Unverstanden by Karin Slaughter

Unverstanden by Karin Slaughter

Autor:Karin Slaughter
Die sprache: de
Format: mobi, azw3, epub
Herausgeber: PeP eBooks
veröffentlicht: 2012-01-17T08:28:43+00:00


Was Martin an diesem Abend wirklich getan hat oder Aller Glitter ist nur Blendwerk

Martin sagte oft, dass er mit Rassismus wirklich rein gar nichts am Hut habe. Er unterstützte sogar Barack Obama, zumindest erzählte er das den Leuten (Martins Leben war von starken Frauen bestimmt, er war kein Freund von Veränderungen). Seine engste Mitarbeiterin war schwarz. Hin und wieder hörte er sich Rap-Musik an, und er mochte den Witz des Komikers Chris Rock. Er war, kurz gesagt, ein Mann, der normalerweise nicht schwarz und weiß sah. Wenn er einen Menschen anschaute, dann sah er eine Person, keine Hautfarbe.

Trotz seines diesbezüglich sicher erstklassigen Leumunds konnte Martin nicht umhin zu bemerken, dass er der einzige Weiße in der Gemeinschaftszelle des Gefängnisses von Atlanta war. Und auch bei seinen Mitgefangenen war der Hautfarbenunterschied nicht unbemerkt geblieben. Als Martin in die Zelle kam, hatte jemand sein kurzärmeliges Anzughemd und die Ansteckkrawatte gesehen und gesagt: »Schaut her, ein Republikaner.«

Er konnte einfach nicht glauben, dass sie ihn bei einer so dünnen Beweislage überhaupt festhielten. Okay, sein Blut war mit Sandys … Zeug vermischt, aber das hatte nichts zu bedeuten. Oder vielleicht doch? Man musste nur einen guten Patricia-Cornwell-Thriller lesen, um zu wissen, dass Blut keinen Uhrzeit- und Datumsstempel trug. Wissenschaftlich war nicht zu beweisen, dass Martin die Stoßstange erst nach dem Vorfall berührt hatte. Was für ein Schlamassel!

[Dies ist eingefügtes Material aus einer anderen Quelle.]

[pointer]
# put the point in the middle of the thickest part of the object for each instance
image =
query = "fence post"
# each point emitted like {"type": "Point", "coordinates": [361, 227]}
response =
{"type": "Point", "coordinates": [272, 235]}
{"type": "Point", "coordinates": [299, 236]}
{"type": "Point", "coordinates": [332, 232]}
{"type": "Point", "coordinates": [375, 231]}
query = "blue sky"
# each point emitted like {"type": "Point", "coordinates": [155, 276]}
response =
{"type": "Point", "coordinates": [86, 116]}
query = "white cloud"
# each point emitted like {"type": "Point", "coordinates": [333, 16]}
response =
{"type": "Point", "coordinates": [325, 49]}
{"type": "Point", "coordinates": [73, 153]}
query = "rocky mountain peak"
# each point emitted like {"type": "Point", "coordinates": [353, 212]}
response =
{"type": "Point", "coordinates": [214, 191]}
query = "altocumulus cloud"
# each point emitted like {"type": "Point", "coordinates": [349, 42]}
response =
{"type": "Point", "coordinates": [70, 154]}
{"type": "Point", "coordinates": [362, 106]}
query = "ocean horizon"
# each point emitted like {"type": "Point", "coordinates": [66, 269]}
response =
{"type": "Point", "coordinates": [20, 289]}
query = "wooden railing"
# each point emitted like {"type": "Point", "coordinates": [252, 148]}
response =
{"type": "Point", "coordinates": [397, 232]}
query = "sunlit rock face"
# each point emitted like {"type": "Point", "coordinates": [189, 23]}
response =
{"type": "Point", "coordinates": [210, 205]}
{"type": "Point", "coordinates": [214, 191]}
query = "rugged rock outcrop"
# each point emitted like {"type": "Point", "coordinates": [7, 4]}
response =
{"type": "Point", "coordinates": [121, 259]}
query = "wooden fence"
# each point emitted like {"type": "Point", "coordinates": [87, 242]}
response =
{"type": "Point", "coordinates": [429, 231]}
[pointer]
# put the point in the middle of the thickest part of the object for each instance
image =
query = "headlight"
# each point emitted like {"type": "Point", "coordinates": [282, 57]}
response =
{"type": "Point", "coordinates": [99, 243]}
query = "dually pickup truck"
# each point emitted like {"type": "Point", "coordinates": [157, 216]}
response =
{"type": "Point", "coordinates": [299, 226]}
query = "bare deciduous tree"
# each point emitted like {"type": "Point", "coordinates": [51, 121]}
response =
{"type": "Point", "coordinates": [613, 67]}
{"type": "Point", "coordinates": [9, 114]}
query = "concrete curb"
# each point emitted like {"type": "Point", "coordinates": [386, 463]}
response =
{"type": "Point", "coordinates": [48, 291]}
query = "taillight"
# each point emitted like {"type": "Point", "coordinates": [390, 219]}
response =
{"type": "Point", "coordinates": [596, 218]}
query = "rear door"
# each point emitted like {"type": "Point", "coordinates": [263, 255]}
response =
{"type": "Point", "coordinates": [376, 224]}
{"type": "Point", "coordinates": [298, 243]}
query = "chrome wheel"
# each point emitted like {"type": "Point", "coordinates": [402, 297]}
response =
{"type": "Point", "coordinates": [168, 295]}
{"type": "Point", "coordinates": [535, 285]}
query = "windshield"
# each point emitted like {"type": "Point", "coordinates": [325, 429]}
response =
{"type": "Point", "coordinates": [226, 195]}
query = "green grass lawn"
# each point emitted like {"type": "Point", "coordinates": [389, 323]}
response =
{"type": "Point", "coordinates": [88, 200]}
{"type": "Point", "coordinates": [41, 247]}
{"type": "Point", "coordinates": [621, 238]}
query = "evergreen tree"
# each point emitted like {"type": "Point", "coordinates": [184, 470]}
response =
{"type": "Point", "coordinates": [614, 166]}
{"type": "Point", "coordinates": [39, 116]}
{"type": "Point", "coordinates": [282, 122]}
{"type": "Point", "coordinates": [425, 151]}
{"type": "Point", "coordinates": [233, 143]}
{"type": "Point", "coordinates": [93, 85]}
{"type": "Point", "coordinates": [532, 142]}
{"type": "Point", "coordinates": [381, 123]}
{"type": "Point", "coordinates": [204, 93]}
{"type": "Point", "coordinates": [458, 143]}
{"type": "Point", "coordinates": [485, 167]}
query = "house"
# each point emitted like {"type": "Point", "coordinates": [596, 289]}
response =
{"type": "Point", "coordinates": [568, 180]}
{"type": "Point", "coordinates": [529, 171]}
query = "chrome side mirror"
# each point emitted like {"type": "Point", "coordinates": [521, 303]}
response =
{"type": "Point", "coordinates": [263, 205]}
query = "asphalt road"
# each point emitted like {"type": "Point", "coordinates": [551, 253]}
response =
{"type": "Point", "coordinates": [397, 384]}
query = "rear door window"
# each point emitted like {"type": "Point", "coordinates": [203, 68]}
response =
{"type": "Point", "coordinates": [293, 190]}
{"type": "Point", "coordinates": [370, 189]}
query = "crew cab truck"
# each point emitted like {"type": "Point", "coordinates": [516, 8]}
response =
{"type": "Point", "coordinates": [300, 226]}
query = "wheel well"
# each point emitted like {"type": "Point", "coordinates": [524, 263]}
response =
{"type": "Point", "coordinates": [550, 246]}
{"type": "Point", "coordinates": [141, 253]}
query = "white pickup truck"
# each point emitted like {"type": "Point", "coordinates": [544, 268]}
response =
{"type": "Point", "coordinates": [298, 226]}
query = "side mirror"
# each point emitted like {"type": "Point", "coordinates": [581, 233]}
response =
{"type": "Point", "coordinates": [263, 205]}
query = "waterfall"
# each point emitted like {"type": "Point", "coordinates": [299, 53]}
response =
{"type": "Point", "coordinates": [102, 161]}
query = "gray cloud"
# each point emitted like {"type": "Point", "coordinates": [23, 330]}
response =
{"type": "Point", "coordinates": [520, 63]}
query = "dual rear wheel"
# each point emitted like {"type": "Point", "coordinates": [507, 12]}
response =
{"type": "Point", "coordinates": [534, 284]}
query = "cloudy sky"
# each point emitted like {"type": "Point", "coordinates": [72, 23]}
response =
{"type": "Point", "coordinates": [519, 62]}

Martin hielt die Luft an, als der Gestank frischer Fäkalien in seine Richtung wehte. Es gab zwei Toiletten, beide für alle Insassen deutlich sichtbar. Ein kräftiger, kahlköpfiger Mann saß Zeitung lesend auf der Schüssel und verrichtete sein Geschäft, als wäre es das Normalste auf der Welt. Martin hatte sich damit abfinden müssen, fast sein ganzes Erwachsenenleben in der Nähe von Toiletten zu verbringen, und er hatte sich, als er in die Zelle kam, gleich in die hinterste Ecke verdrückt, aber der Gestank schien von den Wänden abzuprallen und ihn einzuhüllen. Jetzt saß Martin mit an die Brust gezogenen Knien auf dem Boden und konnte an nichts anderes denken als daran, dass das System einen genau durch so etwas zum Tier machte. Wie lange würde es dauern, bis die Natur siegte und er sich vor den Augen völlig Fremder erleichtern musste? Wie lange, bis er seine Würde völlig verloren hatte und auf den Boden spuckte und sich kratzte wie die anderen Wachteln. Oder waren es Fische? Martin hatte den Slang noch nicht so recht drauf.

Ach, wenn nur dieser eine Anruf, der ihm zustand, an seinen Vater gegangen wäre und nicht an seine nutzlose Mutter. Sie hatte nicht einmal abgehoben. Der Anrufbeantworter war angesprungen, und Evies ungehobelte Stimme hatte ihn aufgefordert, eine Nachricht zu hinterlassen. Er wusste, dass sie zu Hause war - wegen ihres grauen Stars konnte sie nicht selber Auto fahren - so wie er wusste, dass ihr durchaus klar war, dass er im Gefängnis saß - nein, verrottete!

Sein Vater hätte seinen einzigen Sohn nicht unter diesen Monstern gelassen. Sein Vater hätte - o Mann, wem wollte er etwas vormachen? Marty Reed war im Leben ebenso nutzlos gewesen wie er es im Tod war.